Safety-Aligned 3D Object Detection: Single-Vehicle, Cooperative, and End-to-End Perspectives
Summary: arXiv:2604.03325v1
Announce Type: cross
Abstract: Perception plays a central role in connected and autonomous vehicles (CAVs), underpinning not only conventional modular driving stacks, but also cooperative perception systems and recent end-to-end driving models. While deep learning has greatly improved perception performance, its statistical nature makes perfect predictions difficult to attain. Meanwhile, standard training objectives and evaluation benchmarks treat all perception errors equally, even though only a subset is safety-critical. In this paper, we investigate safety-aligned evaluation and optimization for 3D object detection that explicitly characterizes high-impact errors.
Building on our previously proposed safety-oriented metric, NDS-USC, and safety-aware loss function, EC-IoU, we make three contributions:
- Expanded Study of Single-Vehicle 3D Object Detection: We present an expanded study of single-vehicle 3D object detection models across diverse neural network architectures and sensing modalities.

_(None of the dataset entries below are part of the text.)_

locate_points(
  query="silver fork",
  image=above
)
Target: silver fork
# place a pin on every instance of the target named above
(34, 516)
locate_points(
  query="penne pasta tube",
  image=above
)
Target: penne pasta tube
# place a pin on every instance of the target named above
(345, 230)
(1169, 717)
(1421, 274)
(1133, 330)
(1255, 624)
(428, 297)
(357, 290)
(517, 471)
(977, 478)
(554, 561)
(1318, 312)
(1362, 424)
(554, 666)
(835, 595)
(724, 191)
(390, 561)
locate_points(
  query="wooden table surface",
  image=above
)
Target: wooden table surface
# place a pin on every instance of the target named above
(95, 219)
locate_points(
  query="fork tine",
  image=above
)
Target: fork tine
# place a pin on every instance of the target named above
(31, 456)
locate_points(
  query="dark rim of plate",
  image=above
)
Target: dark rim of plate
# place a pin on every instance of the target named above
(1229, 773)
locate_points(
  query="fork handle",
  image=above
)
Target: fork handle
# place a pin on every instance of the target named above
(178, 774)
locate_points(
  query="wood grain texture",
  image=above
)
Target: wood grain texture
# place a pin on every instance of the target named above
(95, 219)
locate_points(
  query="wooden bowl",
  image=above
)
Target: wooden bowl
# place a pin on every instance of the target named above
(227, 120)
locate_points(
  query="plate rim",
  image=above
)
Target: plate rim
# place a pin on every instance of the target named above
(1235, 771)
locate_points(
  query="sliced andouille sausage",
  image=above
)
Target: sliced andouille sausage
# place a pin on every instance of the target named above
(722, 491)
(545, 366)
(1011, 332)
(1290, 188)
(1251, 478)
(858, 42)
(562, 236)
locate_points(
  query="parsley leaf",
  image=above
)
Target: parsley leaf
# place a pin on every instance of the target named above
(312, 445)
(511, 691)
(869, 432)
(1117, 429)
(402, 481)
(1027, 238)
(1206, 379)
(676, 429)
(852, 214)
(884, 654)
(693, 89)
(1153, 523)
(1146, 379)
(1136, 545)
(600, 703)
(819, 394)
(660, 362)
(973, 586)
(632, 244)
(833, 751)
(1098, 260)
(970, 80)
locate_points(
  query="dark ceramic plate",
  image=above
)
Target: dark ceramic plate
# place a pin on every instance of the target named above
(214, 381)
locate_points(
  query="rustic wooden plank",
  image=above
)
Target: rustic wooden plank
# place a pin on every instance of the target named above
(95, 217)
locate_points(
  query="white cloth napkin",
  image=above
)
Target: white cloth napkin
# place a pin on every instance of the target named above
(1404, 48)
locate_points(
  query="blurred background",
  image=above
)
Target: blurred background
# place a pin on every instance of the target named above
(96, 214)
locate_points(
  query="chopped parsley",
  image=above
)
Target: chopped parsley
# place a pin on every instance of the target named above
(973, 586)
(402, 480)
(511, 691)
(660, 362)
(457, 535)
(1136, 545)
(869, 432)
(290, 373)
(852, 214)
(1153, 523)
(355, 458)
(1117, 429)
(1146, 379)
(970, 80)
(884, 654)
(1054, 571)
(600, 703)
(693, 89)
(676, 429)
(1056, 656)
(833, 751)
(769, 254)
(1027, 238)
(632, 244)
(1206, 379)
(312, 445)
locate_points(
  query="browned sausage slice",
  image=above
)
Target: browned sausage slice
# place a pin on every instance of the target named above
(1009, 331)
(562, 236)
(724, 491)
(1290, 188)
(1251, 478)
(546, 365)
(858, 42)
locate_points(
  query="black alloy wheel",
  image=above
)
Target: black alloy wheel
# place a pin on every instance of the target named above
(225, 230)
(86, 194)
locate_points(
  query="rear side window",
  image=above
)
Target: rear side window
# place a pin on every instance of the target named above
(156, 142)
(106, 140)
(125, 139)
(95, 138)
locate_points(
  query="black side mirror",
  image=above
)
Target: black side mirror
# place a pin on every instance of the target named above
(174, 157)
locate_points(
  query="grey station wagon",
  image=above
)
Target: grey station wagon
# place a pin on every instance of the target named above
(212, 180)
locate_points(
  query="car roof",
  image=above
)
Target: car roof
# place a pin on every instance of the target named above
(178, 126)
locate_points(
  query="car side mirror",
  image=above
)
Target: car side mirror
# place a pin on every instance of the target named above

Our findings indicate that gains under standard metrics such as mAP and NDS may not translate to safety-oriented criteria represented by NDS-USC. With EC-IoU, we reaffirm the benefit of safety-aware fine-tuning for improving safety-critical detection performance.
- Ego-Centric Safety-Oriented Evaluation: We conduct an ego-centric, safety-oriented evaluation of AV-infrastructure cooperative object detection models, underscoring its superiority over vehicle-only models. Our safety impact analysis illustrates the potential contribution of cooperative models to “Vision Zero,” a commitment to eliminate traffic fatalities and severe injuries.

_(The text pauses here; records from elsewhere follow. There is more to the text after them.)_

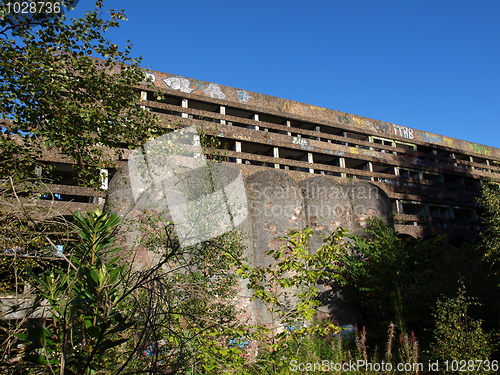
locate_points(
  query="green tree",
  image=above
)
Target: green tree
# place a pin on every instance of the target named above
(460, 338)
(490, 237)
(102, 316)
(57, 97)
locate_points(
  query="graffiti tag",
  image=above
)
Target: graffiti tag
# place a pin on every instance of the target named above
(480, 149)
(402, 131)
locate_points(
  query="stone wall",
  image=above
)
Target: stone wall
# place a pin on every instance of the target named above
(276, 203)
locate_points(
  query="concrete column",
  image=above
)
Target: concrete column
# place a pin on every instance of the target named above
(370, 169)
(237, 148)
(310, 160)
(342, 165)
(144, 96)
(256, 118)
(185, 104)
(223, 112)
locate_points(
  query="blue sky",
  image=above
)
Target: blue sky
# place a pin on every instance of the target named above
(429, 65)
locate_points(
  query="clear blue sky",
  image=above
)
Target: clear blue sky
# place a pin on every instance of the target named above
(432, 65)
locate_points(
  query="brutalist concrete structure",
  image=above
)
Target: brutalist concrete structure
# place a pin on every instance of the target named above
(431, 180)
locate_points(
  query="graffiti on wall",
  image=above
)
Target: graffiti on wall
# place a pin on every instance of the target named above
(431, 138)
(402, 131)
(344, 119)
(214, 91)
(375, 154)
(381, 127)
(480, 149)
(193, 86)
(448, 141)
(179, 84)
(243, 96)
(149, 77)
(317, 108)
(302, 142)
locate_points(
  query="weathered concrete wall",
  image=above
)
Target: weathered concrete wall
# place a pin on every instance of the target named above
(276, 204)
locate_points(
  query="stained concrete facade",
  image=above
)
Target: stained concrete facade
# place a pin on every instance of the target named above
(431, 180)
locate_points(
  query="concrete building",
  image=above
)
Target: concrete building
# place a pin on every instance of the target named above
(432, 180)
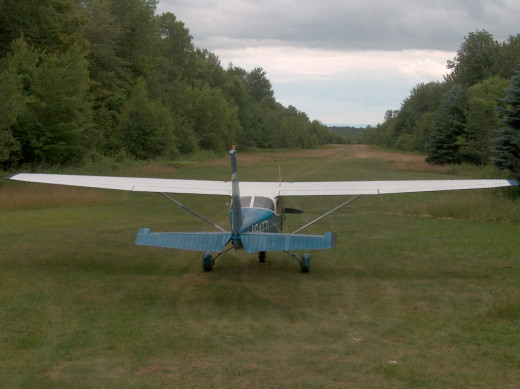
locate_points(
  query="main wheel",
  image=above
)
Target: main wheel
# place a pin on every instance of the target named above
(305, 263)
(207, 262)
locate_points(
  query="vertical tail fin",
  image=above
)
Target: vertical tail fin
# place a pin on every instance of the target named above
(236, 211)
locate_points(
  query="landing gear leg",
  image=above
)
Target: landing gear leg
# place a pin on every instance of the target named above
(207, 262)
(304, 262)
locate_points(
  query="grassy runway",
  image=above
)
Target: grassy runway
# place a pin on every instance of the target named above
(423, 290)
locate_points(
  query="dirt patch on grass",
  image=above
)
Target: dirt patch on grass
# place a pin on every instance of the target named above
(398, 161)
(247, 159)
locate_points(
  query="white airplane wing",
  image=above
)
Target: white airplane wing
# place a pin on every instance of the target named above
(267, 189)
(134, 184)
(336, 188)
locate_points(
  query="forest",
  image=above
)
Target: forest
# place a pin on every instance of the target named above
(89, 79)
(472, 116)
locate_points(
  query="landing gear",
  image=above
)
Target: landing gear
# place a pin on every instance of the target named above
(305, 263)
(207, 262)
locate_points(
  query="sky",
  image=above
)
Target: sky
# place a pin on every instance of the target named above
(342, 62)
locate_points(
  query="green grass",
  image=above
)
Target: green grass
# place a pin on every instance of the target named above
(422, 291)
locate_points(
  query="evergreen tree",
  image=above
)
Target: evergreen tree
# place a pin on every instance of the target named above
(449, 125)
(506, 151)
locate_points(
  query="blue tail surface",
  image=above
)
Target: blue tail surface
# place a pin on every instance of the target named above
(255, 242)
(196, 241)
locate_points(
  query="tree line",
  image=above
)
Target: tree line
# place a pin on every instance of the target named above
(88, 78)
(472, 116)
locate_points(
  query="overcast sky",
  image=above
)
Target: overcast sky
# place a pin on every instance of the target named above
(342, 61)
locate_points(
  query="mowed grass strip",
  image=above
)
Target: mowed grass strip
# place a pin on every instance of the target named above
(419, 293)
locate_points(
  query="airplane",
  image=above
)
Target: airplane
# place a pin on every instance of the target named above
(256, 210)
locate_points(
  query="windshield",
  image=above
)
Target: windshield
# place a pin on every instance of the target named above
(263, 202)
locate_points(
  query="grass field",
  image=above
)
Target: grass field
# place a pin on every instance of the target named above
(423, 290)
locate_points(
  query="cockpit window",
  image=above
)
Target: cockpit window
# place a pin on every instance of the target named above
(263, 202)
(245, 202)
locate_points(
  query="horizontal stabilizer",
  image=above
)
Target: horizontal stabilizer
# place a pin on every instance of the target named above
(197, 241)
(254, 241)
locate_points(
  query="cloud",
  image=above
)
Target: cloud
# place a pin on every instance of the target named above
(342, 61)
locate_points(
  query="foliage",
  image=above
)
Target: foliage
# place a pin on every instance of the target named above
(111, 78)
(507, 144)
(457, 120)
(448, 126)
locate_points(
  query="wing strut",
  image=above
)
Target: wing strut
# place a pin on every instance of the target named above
(193, 212)
(326, 214)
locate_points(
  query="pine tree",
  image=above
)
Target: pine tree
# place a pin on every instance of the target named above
(449, 125)
(506, 151)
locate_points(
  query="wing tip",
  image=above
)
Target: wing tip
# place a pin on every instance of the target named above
(11, 176)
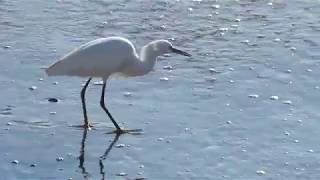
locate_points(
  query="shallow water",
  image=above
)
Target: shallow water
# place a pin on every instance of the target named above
(218, 123)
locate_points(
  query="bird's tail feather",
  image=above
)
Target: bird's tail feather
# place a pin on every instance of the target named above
(55, 69)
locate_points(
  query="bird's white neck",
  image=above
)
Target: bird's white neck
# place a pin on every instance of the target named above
(145, 62)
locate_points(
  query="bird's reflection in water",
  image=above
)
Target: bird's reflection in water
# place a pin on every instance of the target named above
(81, 157)
(86, 174)
(103, 157)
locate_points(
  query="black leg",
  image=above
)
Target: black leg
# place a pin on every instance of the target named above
(83, 92)
(119, 130)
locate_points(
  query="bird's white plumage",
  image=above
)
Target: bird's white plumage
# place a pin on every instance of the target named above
(99, 58)
(106, 56)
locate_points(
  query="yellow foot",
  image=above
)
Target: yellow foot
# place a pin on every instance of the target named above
(127, 131)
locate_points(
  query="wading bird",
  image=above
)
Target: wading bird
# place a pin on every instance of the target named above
(106, 56)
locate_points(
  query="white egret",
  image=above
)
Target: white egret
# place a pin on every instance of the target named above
(106, 56)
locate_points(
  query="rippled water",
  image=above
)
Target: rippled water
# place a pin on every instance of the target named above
(245, 106)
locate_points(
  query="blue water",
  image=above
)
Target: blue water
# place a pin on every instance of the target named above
(215, 118)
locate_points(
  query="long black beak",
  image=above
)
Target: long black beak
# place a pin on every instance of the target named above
(174, 50)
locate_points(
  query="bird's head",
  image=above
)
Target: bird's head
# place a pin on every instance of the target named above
(164, 47)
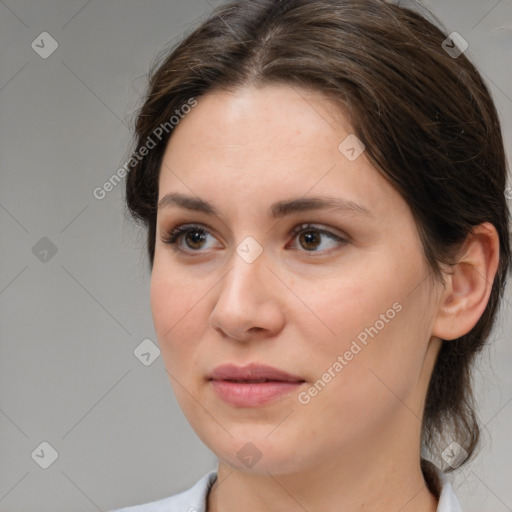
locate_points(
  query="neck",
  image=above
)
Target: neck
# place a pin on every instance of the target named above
(366, 478)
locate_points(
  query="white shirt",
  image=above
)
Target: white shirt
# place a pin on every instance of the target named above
(194, 499)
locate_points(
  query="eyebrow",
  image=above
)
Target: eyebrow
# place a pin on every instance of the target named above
(277, 210)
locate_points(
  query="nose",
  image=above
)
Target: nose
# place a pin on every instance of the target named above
(249, 302)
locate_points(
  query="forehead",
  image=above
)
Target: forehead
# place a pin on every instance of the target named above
(267, 144)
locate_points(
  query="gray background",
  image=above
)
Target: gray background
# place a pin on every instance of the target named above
(69, 325)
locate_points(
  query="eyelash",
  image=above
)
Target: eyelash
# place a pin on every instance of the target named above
(173, 236)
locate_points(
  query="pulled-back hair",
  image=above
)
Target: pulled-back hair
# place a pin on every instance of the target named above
(425, 116)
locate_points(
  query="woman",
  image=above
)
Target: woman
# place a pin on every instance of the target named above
(322, 184)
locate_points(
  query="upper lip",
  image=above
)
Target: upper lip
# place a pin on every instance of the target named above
(252, 372)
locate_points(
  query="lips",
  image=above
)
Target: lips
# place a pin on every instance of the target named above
(253, 373)
(254, 385)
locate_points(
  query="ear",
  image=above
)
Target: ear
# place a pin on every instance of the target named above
(469, 285)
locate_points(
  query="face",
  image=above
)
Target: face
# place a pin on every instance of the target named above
(336, 296)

- Integration of EC-IoU into SparseDrive: We integrate EC-IoU into SparseDrive and demonstrate that safety-aware perception hardening can reduce collision rates by nearly 30%. This enhancement improves system-level safety directly in an end-to-end perception-to-planning framework.

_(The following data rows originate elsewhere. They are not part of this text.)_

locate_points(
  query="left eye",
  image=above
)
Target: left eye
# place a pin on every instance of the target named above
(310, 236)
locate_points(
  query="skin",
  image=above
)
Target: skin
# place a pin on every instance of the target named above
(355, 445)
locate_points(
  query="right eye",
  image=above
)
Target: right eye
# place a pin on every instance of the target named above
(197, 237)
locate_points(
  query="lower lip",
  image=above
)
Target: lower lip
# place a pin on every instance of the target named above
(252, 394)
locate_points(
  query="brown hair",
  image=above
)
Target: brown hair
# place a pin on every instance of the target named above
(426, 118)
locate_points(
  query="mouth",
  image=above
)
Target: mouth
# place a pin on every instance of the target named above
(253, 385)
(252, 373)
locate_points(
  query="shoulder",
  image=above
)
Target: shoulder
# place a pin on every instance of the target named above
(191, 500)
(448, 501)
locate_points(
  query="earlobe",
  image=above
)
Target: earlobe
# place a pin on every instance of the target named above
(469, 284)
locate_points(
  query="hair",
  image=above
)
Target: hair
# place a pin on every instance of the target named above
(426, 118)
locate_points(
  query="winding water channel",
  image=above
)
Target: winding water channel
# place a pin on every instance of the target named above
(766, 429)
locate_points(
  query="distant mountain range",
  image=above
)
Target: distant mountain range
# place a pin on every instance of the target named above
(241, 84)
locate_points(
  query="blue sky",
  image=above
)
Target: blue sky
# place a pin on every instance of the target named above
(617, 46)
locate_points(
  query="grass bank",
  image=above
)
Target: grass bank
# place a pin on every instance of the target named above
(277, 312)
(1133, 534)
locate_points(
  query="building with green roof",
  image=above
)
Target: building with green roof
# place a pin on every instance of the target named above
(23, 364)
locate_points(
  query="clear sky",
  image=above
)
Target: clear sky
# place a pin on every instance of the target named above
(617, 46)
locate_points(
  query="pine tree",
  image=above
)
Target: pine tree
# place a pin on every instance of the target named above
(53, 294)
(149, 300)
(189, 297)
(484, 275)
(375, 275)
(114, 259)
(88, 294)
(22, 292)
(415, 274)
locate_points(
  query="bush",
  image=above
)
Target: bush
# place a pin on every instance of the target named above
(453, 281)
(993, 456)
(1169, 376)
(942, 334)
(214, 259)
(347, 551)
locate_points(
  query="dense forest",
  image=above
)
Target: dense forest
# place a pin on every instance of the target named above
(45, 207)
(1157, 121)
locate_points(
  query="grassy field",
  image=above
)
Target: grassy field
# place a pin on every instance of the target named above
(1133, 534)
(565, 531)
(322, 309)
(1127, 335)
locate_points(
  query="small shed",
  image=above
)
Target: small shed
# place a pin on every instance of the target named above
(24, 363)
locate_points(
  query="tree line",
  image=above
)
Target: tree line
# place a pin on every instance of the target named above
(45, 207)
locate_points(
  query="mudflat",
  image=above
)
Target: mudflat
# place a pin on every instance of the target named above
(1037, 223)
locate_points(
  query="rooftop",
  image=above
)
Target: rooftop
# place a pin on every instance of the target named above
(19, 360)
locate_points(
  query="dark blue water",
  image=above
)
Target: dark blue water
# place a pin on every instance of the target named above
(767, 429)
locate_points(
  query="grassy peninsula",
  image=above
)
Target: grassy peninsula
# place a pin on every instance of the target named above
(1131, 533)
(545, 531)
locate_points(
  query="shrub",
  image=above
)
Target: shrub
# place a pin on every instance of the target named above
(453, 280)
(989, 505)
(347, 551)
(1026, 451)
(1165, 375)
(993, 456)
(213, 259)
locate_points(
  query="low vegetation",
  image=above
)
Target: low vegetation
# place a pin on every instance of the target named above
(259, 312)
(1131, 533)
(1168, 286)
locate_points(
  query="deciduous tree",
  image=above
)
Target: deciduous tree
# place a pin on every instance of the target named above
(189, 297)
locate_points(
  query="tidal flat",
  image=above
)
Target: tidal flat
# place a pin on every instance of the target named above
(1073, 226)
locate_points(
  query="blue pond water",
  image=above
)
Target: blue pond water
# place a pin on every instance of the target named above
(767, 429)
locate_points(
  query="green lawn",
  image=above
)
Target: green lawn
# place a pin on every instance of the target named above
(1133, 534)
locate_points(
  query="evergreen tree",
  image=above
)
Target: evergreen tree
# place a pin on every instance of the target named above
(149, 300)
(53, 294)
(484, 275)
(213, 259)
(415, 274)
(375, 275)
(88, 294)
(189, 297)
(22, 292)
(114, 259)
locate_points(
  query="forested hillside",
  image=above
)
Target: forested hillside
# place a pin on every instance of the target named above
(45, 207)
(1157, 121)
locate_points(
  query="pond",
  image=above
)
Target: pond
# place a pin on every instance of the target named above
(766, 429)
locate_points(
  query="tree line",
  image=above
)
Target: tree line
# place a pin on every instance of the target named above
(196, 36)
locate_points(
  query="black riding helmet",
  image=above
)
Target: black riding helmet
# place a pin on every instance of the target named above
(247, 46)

Overall, our results indicate that safety-aligned perception evaluation and optimization offer a practical path toward enhancing CAV safety across single-vehicle, cooperative, and end-to-end autonomy settings. By focusing on high-impact errors and utilizing advanced safety-aware metrics, we can pave the way for safer autonomous driving systems that prioritize human safety and operational efficiency.